The Pantheon Iconic Rome Hotel occupies a building on Piazza dei Caprettari, minutes from the ancient temple. The hotel is discreet, beautifully considered, and contains one of Rome's most genuinely unusual Michelin-starred restaurants. Francesco Apreda is a Neapolitan chef — born in Naples, trained in Italy, then sent to Asia for years of formative work in London, Tokyo, and across the kitchens of the eastern world. He returned to Italy carrying an archive of spices, techniques, and flavour combinations that no purely Italian culinary education could have given him. Idylio is where that archive becomes cooking.

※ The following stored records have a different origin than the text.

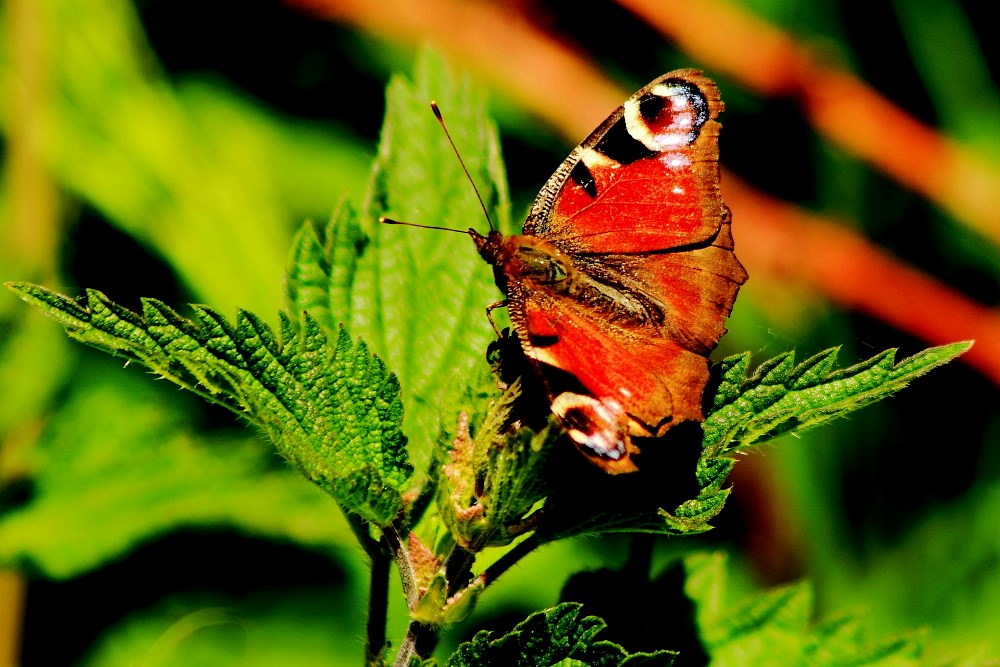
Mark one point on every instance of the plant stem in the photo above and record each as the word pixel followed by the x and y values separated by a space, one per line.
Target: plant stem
pixel 420 641
pixel 378 608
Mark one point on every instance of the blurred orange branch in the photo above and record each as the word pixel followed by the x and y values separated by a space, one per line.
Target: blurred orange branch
pixel 561 86
pixel 727 38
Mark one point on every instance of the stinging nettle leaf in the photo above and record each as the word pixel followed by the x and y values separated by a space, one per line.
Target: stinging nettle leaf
pixel 781 397
pixel 419 296
pixel 551 637
pixel 776 626
pixel 334 411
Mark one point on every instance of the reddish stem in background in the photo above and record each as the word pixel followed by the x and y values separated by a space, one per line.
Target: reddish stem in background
pixel 728 38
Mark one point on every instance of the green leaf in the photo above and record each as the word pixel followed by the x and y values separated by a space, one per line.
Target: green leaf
pixel 491 479
pixel 119 465
pixel 556 636
pixel 419 296
pixel 776 627
pixel 782 397
pixel 332 410
pixel 322 269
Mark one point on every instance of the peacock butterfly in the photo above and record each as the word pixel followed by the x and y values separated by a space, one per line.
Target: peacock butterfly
pixel 625 273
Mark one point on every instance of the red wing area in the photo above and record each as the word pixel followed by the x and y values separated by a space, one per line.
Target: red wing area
pixel 694 288
pixel 656 381
pixel 641 207
pixel 646 180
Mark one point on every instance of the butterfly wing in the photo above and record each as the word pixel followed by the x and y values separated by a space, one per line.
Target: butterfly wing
pixel 645 271
pixel 646 179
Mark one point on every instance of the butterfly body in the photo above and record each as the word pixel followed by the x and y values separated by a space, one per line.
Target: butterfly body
pixel 625 272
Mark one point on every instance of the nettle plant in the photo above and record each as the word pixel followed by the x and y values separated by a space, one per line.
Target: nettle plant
pixel 441 452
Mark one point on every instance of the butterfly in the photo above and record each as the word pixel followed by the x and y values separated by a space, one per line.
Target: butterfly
pixel 619 287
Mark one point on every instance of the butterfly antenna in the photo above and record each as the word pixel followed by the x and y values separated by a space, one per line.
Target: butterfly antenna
pixel 389 221
pixel 482 204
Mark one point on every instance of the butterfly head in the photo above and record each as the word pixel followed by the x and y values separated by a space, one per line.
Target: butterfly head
pixel 599 429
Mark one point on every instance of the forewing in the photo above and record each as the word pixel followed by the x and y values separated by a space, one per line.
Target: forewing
pixel 646 180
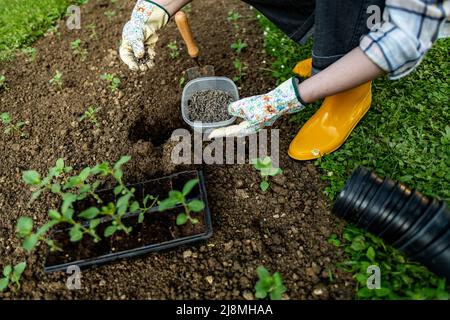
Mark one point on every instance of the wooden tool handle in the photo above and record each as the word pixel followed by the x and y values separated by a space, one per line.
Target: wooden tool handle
pixel 183 25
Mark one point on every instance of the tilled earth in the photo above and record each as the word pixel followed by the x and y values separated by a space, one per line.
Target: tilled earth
pixel 285 229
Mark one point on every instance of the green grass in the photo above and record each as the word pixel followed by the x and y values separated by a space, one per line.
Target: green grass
pixel 405 135
pixel 23 21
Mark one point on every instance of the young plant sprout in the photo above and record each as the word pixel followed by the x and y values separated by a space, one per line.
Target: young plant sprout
pixel 233 16
pixel 238 46
pixel 176 198
pixel 269 285
pixel 91 115
pixel 12 275
pixel 93 28
pixel 30 52
pixel 3 82
pixel 72 190
pixel 266 169
pixel 11 127
pixel 78 50
pixel 110 14
pixel 112 80
pixel 174 51
pixel 240 68
pixel 57 80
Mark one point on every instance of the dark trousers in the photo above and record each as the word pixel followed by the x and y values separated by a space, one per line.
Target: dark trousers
pixel 337 25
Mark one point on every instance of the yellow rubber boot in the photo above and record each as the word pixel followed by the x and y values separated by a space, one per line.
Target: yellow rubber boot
pixel 304 68
pixel 331 125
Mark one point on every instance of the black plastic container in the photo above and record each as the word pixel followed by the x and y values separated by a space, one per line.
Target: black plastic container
pixel 427 233
pixel 107 246
pixel 411 222
pixel 404 218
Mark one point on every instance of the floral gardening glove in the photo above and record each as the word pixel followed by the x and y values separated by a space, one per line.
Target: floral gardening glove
pixel 262 111
pixel 140 33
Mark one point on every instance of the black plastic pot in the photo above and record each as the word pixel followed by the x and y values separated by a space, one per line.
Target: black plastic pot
pixel 108 249
pixel 411 222
pixel 395 228
pixel 431 230
pixel 430 221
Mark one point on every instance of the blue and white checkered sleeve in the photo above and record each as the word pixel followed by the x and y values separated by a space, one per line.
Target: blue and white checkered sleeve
pixel 408 30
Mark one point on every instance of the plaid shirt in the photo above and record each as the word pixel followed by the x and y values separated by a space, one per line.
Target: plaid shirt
pixel 408 30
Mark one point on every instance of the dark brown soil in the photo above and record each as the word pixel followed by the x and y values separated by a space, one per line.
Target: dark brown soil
pixel 285 229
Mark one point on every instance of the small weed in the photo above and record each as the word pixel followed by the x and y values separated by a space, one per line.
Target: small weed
pixel 12 275
pixel 3 85
pixel 179 197
pixel 91 115
pixel 240 69
pixel 266 169
pixel 233 17
pixel 78 50
pixel 110 14
pixel 93 28
pixel 269 285
pixel 11 127
pixel 112 80
pixel 174 51
pixel 238 46
pixel 57 80
pixel 78 188
pixel 30 52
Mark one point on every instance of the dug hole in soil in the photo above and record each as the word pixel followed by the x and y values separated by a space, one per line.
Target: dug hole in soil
pixel 285 229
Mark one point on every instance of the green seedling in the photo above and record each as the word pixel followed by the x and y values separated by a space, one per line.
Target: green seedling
pixel 12 275
pixel 187 8
pixel 78 50
pixel 269 285
pixel 182 81
pixel 57 81
pixel 266 169
pixel 73 189
pixel 3 82
pixel 110 14
pixel 174 51
pixel 179 198
pixel 112 80
pixel 233 16
pixel 238 46
pixel 240 69
pixel 30 52
pixel 93 28
pixel 11 127
pixel 91 115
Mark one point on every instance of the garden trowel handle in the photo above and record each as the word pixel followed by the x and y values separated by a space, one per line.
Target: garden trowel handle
pixel 183 25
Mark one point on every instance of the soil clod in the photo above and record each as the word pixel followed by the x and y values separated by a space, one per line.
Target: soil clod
pixel 209 106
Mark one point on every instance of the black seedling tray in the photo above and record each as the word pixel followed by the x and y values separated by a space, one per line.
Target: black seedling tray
pixel 173 182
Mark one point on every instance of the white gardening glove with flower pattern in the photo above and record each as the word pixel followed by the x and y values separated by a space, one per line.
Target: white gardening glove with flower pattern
pixel 139 34
pixel 262 111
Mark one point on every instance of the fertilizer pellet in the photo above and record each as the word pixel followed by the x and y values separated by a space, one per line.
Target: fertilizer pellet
pixel 209 106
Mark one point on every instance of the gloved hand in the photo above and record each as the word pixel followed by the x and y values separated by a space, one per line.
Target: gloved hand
pixel 262 111
pixel 140 33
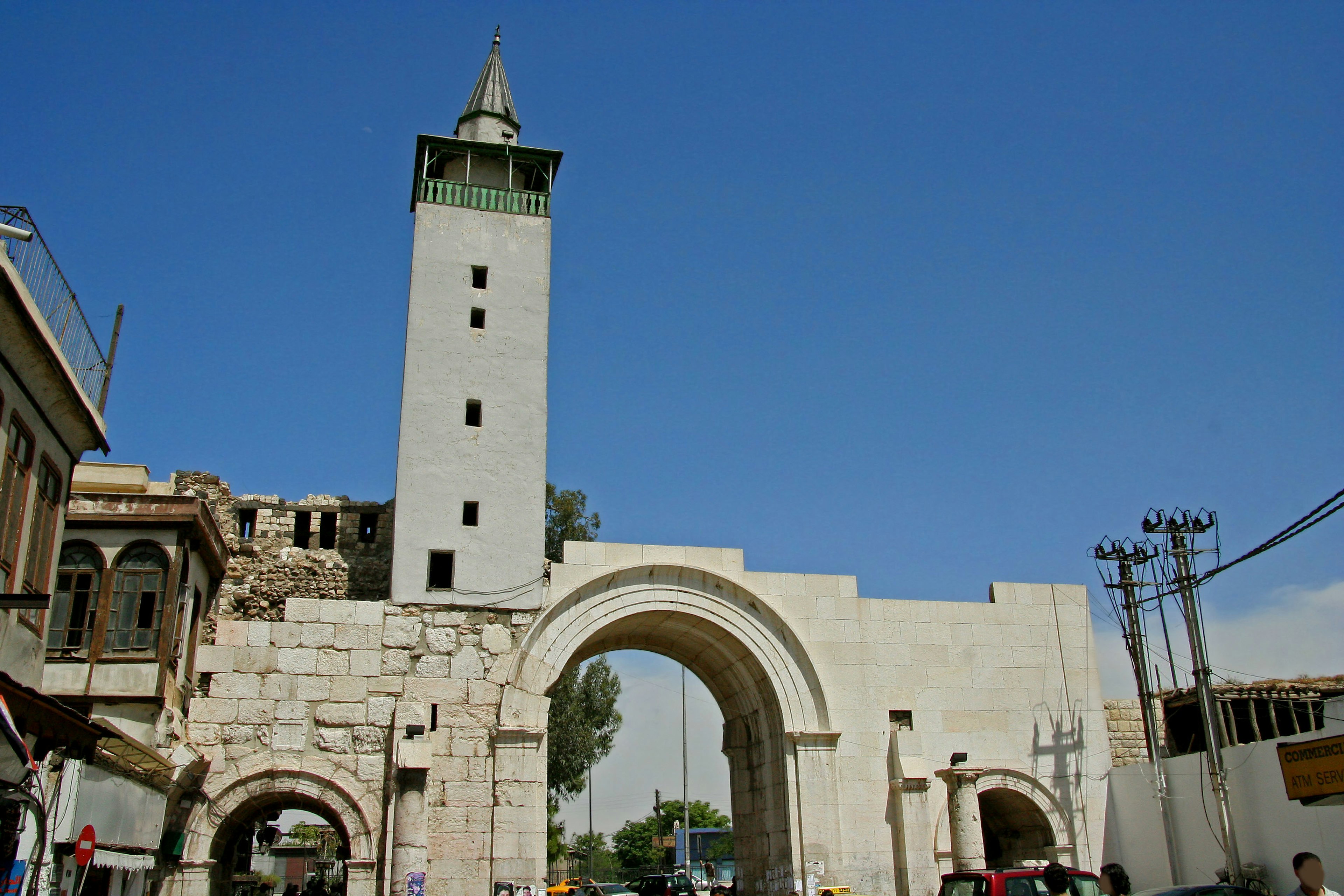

Apreda's menus are organised around spice — not in the manner of Asian fusion, but with the precision of a perfumer mapping aromatic profiles. His most recent programme, "Speziale — La Nuova Rotta," traces a navigator's journey through the spice routes, each course a port of call: a Neapolitan street snack rebuilt with saffron and black cardamom; a Roman pasta with a stock built from star anise and miso; a fish dish that arrives with a broth that recalls simultaneously the Mediterranean and the Sea of Japan. The connections are not arbitrary. They are historically grounded — the spice trade linking the same ports, the same seas, the same civilizations.
The dining room is intimate, decorated in shades of blue and orange that reference the chromatic palette of the spice markets. The service is attentive and genuinely knowledgeable — the team can explain the provenance of every spice in every course, and does so with enthusiasm rather than performance. There are three menus to choose from: Firma Iconica (the chef's established signatures), Speziale (the current spice-route programme), and Idylio's Butterfly (a customisable selection of four courses from the other two). The latter is the correct choice for a first visit — it allows you to map the full range of Apreda's intelligence before committing to a single narrative.
No table currently open in Rome offers a more original, more intellectually stimulating experience of Italian fine dining. Acquolina has the most precise seafood; La Pergola has the most accumulated prestige; Idylio has the most interesting kitchen.